There’s been a Fall, like Satan’s—a casting out from a state where joy, cheer, health of many different kinds, can be accessed. And in a fascinating inversion of the Miltonic original (I’m just going to say I’m strongly attached to the idea that there’s a Miltonic original), evil has actually sort of ascended into the sky from the world instead of plummeting from heaven to hell—what is “cast out” and changes all cheer, or joy, is what “America/coughs up”. Anyone working on, or even aware of, global greenhouse gas emission-levels doesn’t have to work too hard to translate that content.

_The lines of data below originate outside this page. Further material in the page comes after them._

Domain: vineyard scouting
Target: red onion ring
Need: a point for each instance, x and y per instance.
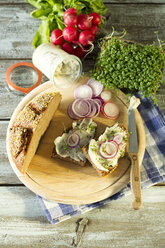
(73, 140)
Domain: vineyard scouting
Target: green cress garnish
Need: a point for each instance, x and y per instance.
(130, 66)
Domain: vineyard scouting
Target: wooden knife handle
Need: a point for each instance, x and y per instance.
(136, 181)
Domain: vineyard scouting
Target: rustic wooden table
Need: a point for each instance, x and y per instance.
(22, 222)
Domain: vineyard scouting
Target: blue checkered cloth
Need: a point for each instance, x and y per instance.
(152, 169)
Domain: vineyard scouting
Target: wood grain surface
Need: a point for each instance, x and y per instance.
(22, 222)
(115, 225)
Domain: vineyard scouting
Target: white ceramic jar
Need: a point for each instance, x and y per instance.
(60, 67)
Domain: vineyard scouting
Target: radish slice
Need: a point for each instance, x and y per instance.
(81, 108)
(70, 113)
(110, 110)
(95, 108)
(108, 149)
(96, 86)
(111, 148)
(83, 91)
(106, 95)
(99, 100)
(118, 138)
(73, 140)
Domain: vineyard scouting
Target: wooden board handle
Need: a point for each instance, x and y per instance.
(135, 181)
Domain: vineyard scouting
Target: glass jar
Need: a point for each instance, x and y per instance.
(60, 67)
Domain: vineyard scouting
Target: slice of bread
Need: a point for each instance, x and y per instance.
(30, 125)
(80, 127)
(55, 155)
(110, 169)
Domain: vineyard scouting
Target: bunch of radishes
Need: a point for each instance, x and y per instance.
(79, 33)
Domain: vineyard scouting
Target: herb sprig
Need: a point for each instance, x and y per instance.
(130, 66)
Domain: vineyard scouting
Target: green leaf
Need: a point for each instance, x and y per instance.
(42, 35)
(41, 12)
(34, 3)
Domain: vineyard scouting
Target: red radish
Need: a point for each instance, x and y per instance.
(96, 86)
(84, 22)
(75, 42)
(80, 52)
(108, 149)
(96, 18)
(99, 100)
(67, 47)
(86, 38)
(70, 11)
(73, 140)
(56, 37)
(110, 110)
(94, 29)
(70, 34)
(83, 91)
(106, 95)
(70, 20)
(111, 148)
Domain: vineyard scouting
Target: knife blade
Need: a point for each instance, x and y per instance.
(133, 154)
(133, 143)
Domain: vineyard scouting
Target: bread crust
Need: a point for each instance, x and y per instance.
(110, 169)
(24, 126)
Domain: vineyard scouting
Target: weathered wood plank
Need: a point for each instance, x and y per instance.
(9, 100)
(22, 224)
(140, 21)
(105, 1)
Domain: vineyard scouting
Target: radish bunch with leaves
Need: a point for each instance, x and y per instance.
(55, 15)
(80, 32)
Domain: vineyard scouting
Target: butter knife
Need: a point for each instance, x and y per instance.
(133, 154)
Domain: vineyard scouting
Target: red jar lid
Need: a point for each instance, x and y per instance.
(18, 88)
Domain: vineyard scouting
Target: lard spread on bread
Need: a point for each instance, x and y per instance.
(70, 144)
(110, 146)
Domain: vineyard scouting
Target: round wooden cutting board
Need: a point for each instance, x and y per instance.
(64, 182)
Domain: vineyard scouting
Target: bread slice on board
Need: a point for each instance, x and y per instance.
(55, 155)
(111, 168)
(30, 125)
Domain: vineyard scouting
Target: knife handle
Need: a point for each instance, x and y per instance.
(136, 181)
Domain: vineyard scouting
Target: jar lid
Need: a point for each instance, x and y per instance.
(23, 74)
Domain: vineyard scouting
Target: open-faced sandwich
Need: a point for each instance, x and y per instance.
(69, 145)
(105, 152)
(30, 124)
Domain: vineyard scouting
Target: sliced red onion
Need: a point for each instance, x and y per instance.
(70, 113)
(96, 86)
(99, 100)
(111, 149)
(97, 109)
(83, 91)
(73, 140)
(106, 95)
(81, 108)
(110, 110)
(118, 138)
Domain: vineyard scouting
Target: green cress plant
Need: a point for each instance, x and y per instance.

I wouldn’t say Hutchison’s poem leaves us in particularly awesome fettle, as readers. But one of the many things that makes “Snuffing the Night Candles” a poem we were moved to read, and wanted to include in the magazine, is its concluding gesture toward a community that may intercede for the poet in his “perfect night” and “wish for the future,/for [him.]” I think we can. We must wish, and work, for it.